In the Finnish Kalevala, Väinämöinen creates a kantele (string instrument) from the jawbone of a pike.

===Heraldry===
In heraldry, the pike is called a lucy (English heraldry) or a ged (Scottish heraldry). It is usually blazoned either naiant (swimming), embowed (bowed) or hauriant (jumping), though pairs of lucies may appear addorsed (back to back), as in the arms of the Finnish town of Uusikaupunki (Argent, two lucies addorsed azure).
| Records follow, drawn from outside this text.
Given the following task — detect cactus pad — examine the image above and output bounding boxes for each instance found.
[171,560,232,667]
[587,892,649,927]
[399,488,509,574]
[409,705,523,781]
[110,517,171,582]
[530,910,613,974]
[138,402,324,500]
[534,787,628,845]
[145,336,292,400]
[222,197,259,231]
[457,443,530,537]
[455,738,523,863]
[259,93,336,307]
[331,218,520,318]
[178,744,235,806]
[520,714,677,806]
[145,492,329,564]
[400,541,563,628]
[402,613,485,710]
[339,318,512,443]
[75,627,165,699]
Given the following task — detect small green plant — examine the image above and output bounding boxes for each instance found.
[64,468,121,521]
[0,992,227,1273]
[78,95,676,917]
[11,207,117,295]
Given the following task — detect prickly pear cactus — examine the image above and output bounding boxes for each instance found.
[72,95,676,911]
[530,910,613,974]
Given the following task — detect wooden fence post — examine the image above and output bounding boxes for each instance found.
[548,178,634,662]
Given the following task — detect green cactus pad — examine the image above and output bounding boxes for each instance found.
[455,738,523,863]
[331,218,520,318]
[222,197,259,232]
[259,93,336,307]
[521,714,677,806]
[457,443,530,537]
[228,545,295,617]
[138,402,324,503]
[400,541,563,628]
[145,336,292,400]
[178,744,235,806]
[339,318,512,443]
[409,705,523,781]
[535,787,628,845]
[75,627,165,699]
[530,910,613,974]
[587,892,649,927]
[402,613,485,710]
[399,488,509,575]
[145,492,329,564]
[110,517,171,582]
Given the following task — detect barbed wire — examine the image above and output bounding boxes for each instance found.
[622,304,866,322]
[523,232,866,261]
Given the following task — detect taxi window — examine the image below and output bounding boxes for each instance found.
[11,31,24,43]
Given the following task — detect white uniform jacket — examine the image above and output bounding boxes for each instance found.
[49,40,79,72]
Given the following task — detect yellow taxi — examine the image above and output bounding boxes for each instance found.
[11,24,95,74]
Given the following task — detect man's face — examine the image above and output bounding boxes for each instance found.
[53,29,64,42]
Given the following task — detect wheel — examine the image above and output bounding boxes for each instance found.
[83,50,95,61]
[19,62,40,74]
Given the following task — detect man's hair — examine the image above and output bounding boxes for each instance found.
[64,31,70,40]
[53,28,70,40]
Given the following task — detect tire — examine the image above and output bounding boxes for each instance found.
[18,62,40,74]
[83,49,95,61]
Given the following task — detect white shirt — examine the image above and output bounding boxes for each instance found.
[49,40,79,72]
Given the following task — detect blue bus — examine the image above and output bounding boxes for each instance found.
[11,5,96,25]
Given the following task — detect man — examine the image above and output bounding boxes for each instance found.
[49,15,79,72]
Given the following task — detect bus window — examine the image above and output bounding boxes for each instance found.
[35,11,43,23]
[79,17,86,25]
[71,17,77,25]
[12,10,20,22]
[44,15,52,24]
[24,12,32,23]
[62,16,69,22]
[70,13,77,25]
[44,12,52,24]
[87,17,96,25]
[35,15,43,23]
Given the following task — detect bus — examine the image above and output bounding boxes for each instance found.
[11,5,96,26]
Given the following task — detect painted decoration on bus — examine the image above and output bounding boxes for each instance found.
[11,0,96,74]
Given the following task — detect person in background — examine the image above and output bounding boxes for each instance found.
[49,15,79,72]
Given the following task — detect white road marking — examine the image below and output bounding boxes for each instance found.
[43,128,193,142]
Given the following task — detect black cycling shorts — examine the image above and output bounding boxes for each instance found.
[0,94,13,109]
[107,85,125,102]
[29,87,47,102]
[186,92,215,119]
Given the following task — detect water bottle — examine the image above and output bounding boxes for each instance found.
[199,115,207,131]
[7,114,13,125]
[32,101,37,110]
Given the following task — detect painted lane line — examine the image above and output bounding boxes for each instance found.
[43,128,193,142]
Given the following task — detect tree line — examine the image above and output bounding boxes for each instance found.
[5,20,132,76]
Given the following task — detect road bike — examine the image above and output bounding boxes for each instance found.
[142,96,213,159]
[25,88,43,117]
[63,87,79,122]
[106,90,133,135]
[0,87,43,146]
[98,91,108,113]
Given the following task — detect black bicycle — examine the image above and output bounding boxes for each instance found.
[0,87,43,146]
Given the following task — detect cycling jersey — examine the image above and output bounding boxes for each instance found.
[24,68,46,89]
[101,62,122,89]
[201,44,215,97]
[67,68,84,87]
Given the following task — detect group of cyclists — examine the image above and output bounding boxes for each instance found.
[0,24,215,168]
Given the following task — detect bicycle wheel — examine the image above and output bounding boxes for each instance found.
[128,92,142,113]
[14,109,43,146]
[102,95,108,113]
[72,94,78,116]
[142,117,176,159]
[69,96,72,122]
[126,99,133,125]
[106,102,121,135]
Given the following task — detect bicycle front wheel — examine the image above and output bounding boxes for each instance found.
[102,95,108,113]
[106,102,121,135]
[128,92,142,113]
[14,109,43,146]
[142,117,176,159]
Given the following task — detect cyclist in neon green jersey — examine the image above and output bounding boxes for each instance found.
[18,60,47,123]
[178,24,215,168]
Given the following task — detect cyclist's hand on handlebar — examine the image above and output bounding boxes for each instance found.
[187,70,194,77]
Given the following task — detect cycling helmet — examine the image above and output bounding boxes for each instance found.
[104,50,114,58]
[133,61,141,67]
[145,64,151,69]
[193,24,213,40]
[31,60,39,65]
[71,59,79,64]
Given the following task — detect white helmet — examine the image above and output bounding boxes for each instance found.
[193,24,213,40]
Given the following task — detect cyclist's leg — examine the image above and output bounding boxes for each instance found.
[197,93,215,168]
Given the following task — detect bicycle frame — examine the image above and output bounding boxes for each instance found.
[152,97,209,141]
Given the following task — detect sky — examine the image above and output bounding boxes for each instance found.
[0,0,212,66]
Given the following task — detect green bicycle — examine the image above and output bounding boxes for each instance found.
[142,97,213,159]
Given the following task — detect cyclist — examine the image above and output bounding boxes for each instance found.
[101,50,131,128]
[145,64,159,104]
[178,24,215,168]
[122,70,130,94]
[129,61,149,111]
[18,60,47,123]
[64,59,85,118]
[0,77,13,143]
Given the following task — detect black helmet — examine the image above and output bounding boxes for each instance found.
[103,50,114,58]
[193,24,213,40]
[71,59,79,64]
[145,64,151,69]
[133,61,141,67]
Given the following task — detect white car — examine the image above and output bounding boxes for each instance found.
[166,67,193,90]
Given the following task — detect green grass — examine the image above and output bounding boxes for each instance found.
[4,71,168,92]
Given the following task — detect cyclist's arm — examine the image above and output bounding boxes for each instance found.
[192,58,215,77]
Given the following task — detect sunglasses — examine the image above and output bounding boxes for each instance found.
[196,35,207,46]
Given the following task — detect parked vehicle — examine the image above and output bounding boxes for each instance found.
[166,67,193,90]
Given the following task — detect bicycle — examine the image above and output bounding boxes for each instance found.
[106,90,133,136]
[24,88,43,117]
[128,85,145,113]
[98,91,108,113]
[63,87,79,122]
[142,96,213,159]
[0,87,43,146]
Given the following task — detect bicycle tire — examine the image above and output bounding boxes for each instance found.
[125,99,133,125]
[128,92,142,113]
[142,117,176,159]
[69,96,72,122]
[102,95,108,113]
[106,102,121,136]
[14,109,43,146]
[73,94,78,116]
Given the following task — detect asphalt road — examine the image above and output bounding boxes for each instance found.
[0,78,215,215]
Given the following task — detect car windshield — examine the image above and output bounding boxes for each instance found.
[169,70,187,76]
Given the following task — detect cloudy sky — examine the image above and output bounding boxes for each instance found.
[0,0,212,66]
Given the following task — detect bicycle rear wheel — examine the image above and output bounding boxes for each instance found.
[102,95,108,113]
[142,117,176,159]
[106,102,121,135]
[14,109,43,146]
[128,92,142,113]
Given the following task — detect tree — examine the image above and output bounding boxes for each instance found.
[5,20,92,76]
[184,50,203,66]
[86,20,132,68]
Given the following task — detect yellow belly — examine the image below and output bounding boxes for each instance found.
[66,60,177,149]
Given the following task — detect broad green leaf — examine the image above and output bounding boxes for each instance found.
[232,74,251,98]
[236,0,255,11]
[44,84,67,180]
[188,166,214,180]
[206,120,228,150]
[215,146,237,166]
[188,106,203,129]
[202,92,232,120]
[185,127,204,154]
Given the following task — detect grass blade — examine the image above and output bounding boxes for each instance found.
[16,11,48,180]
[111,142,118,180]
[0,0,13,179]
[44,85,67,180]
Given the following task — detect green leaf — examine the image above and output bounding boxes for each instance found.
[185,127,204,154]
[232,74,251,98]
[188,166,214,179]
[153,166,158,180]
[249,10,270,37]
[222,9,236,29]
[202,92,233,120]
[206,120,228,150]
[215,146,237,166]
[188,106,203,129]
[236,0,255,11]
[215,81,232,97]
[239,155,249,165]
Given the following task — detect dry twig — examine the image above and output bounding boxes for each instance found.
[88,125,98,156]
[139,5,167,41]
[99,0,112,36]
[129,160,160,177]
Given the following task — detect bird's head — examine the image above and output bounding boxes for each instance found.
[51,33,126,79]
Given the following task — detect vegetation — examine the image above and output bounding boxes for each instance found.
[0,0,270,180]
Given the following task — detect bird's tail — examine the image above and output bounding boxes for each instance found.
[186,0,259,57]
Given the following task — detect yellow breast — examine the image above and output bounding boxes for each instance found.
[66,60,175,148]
| Uusikaupunki coat of arms | The canting arms of Lucie de Cockermouth: Gules, three lucies in pale argent, (2 and 1). | Coat of arms of Gimte, in Lower Saxony, Germany. |

=== Literature ===
In George R. R. Martin's A Song of Ice and Fire series of epic fantasy novels, both the seat and the highborn bastards of the Iron Islands are named "Pyke", likely inspired by the pike fish since the islands are inhabited by Viking-like seafaring warriors who frequent pirate ships and raid the coastal regions.